The Danish Girl stars the current best actor Oscar winner Eddie Redmayne as the transgender pioneer Lili Elbe, but for a lot of folks — including me — the emotional anchor of the film is Alicia Vikander’s amazingly fierce yet sensitive performance as Gerda, Lili’s wife before she transitioned in the 1920s and ’30s.

Vikander has had a remarkable year in cinema, with high-profile roles in four films (The Man from U.N.C.L.E., Burnt, Ex Machina and The Danish Girl — look for her name on the Oscar shortlist), but found time to sit down to talk about this film about a groundbreaking couple.

Dallas Voice: You’d had quite a year — the Dallas-Fort Worth Film Critics Association just gave you two awards for your films! Congrats! Alicia Vikander: Wow! Thank you, everyone in Dallas! … I know, it’s been quite a whirlwind — a lot of new experiences throughout this year. I’m trying to get my head around it.

Probably the most attention you’ve gotten is from The Danish Girl. How did the role reach you?  I was on the tube in London and read the newspaper that Eddie [Redmayne] and [actor] Tom [Hooper] were going to make this, and I thought [as a filmgoer], “Wow, I’m really looking forward to seeing it.” Then my agent called me two days later and said, “You know, there’s a very good female role in it.” The script had been around for at least 15 years in the industry, and I had heard the Lili Elbe story mentioned before, [but didn’t know much about it].

I assume you had friends in the GLBT community, but you play someone before we even had the term GLBT or the vocabulary for transgender. How did you get in the mindset to play someone from another time?  It’s interesting you say that — the “vocabulary.” [Doing the film] was extremely educational for me. I went to ballet school for nine years, so I did have a lot of gay friends coming out during my years there. [I would use] my fake ID with my gay friends [to get] into gay club and I met [trans people], but before we started to film, I didn’t have any close friends in the trans community. Learning the vocabulary [was very important]. We had some extraordinary people, some from the transgender community and people transitioning and people who stayed with their partners [after they transitioned]. There was one woman who brought an incredible book called My Husband is a Woman Now. She told me, “You can ask me anything you want.”  It even took me a few minutes to warm up to ask, but that was an incredible insight.
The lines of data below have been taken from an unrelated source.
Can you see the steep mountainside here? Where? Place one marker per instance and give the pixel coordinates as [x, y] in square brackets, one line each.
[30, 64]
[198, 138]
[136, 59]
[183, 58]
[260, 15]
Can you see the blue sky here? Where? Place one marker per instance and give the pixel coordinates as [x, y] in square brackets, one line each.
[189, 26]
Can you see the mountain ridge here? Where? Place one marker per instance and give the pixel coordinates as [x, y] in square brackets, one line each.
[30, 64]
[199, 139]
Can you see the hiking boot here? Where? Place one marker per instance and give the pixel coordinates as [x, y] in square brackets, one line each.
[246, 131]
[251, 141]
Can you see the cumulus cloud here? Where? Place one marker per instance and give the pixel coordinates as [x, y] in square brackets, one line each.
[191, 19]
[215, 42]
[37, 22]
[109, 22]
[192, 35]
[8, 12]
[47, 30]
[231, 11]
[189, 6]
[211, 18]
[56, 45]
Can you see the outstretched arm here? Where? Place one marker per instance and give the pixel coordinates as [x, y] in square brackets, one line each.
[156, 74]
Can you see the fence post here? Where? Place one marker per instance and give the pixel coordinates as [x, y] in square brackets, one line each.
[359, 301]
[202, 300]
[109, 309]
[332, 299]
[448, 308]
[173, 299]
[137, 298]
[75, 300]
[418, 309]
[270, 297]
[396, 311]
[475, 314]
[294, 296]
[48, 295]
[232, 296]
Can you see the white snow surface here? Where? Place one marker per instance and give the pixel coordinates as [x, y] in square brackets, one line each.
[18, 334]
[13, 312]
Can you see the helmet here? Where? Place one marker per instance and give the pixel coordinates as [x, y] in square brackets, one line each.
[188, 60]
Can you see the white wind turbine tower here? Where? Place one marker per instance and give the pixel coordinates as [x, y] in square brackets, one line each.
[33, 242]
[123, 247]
The film is pitched as Lili’s story, but I have to say: Your performance really grounds it. I don’t think Lili would have existed with Gerda, which comes through via your work.  I, too, was quite blown away [by Gerda]. It’s daunting to play someone [about whom] you ask, “How does she do that? How does she have such strength and emotional courage?” It’s hard to get emotionally right. But that was already on the page — to give, to support, to standby and step back. But to sacrifice [as Gerda does] can be consider passive, but she’s just not! She has the insight of knowing. Lili can’t choose — she is who she is. But Gerda does get to choose, and she chooses to stand by Lili. I wanted to show, of course, this emotional journey — that she knew that what she does in the right thing, even though knowing was [impossible]. Just imagine how tough it is today [to transition]. Now imagine how it would have been then, yet still to be seen and loved by somebody else. [The film is about] the emotional journey of these two people — about finding the amount of love to go through what they did when it was illegal and quite dangerous to do.